During polymerisation, nucleophilic attack by the lone pair of electrons on the 3′ hydroxyl (OH) of deoxyribose onto the 5′ phosphate of an incoming dNTP results in the formation of a phosphodiester bond with the elimination of pyrophosphate (Figure 1.1C). The subsequent, and very rapid, hydrolysis of pyrophosphate to two inorganic phosphates releases energy, and it is this that drives the polymerisation reaction forwards. An important consequence of this reaction is that DNA must always be synthesised in a 5′ to 3′ direction; all known DNA polymerases act 5′–3′ with respect to the newly synthesised (nascent) DNA molecule. However, while the double-stranded DNA template exists as an anti-parallel double helix, replication of both template strands is coordinated at the replication fork, which moves in a net direction away from the start point (replication origin). To overcome this conflict of directionality, on only one strand (the ‘leading strand’) can DNA be polymerised in the same direction as the fork is moving. On the other strand (the ‘lagging’ strand), nascent DNA is synthesised in short sections called Okazaki fragments, typically ∼150 nucleotides long in eukaryotes (Figure 1.3). Okazaki fragments are started by short RNA primers which are subsequently removed before the fragments are joined together.

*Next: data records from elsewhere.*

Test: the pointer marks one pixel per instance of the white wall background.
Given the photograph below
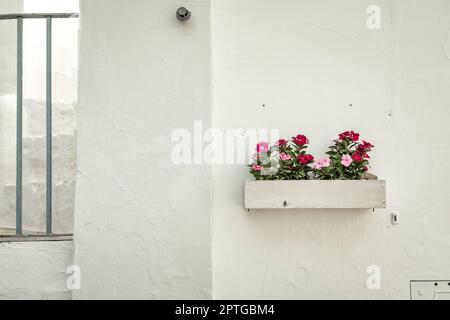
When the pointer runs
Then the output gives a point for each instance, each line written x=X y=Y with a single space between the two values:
x=35 y=270
x=142 y=225
x=308 y=61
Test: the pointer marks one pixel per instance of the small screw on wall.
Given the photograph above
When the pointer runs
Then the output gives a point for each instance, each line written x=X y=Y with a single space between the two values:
x=183 y=14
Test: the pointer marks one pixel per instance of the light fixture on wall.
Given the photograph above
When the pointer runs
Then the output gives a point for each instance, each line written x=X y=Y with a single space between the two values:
x=183 y=14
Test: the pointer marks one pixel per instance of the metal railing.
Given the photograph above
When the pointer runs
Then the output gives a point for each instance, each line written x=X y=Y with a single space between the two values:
x=49 y=154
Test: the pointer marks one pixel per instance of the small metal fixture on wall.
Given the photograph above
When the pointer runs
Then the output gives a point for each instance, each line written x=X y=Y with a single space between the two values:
x=183 y=14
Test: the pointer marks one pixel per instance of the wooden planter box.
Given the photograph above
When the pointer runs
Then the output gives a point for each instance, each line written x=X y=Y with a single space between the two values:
x=315 y=194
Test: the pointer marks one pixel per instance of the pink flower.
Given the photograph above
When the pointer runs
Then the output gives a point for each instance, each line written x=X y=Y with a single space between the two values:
x=300 y=140
x=317 y=164
x=326 y=162
x=346 y=160
x=349 y=134
x=284 y=156
x=322 y=163
x=357 y=157
x=262 y=147
x=256 y=167
x=305 y=158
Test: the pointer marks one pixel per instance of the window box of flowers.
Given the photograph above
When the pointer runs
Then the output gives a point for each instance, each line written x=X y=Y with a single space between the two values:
x=287 y=177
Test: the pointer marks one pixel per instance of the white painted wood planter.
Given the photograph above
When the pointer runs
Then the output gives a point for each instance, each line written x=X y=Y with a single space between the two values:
x=315 y=194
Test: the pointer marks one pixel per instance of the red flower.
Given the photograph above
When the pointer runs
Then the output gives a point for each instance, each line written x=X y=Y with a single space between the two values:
x=300 y=140
x=349 y=134
x=356 y=156
x=305 y=158
x=262 y=147
x=365 y=146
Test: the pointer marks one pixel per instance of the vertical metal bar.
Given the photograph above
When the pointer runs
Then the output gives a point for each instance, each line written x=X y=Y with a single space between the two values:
x=19 y=137
x=49 y=128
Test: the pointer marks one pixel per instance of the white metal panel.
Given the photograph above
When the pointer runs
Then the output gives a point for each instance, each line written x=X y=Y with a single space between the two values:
x=315 y=194
x=430 y=290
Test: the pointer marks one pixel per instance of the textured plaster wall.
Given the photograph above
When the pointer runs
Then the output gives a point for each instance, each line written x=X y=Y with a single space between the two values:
x=308 y=61
x=142 y=225
x=35 y=270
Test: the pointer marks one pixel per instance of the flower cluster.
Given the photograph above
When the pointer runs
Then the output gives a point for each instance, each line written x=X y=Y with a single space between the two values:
x=286 y=160
x=347 y=159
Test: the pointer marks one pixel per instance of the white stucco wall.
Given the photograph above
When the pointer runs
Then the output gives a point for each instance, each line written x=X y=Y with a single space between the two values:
x=142 y=225
x=308 y=61
x=35 y=270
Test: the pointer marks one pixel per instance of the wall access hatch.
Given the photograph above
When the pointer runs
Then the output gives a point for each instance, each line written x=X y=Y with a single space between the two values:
x=430 y=290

Thus the fork can move away from the start site while co-coordinating synthesis of both nascent strands and without contravening the energy requirements of 5′–3′ synthesis.
In eukaryotes, the chromosomal DNA is located within the cell nucleus where it is associated with proteins to form a DNA-protein complex called chromatin (see Chapter 10). The basic building block of chromatin is the nucleosome core particle, which contains 147 base pairs of double-stranded DNA wrapped in 1.65 left-handed superhelical turns around the surface of histone octamer comprising two central H3–H4 dimers flanked on either side by two H2A–H2B dimers (Figure 1.4). A variety of other proteins also bind to DNA and regulate its activity. For replication to occur, pre-existing nucleosomes and other DNA-bound proteins that are located ahead of replication forks need to be transiently disrupted. After fork passage, those proteins are deposited back on parental as well as nascent DNA so that the chromatin status is reproduced in daughter strands7 (see also Chapter 10).
1.2 Where and When Does DNA Replication Take Place?
1.2.1 Cell Cycle Control
In eukaryotes, DNA replication takes place during a distinct phase of the cell cycle called S phase, during which time the entire genome is precisely duplicated (Figure 1.5). The replicated DNA molecules are segregated to the two daughter cells during a subsequent cell cycle phase called mitosis (see Chapter 9). S phase and mitosis are separated by two ‘gap’ phases, G1 and G2. Progression through each stage of the cell cycle is very tightly regulated by a complex interplay of kinases (enzymes that phosphorylate proteins), phosphatases (enzymes that remove phosphate groups from proteins) and proteases (which degrade proteins into shorter polypeptides or constituent amino acids).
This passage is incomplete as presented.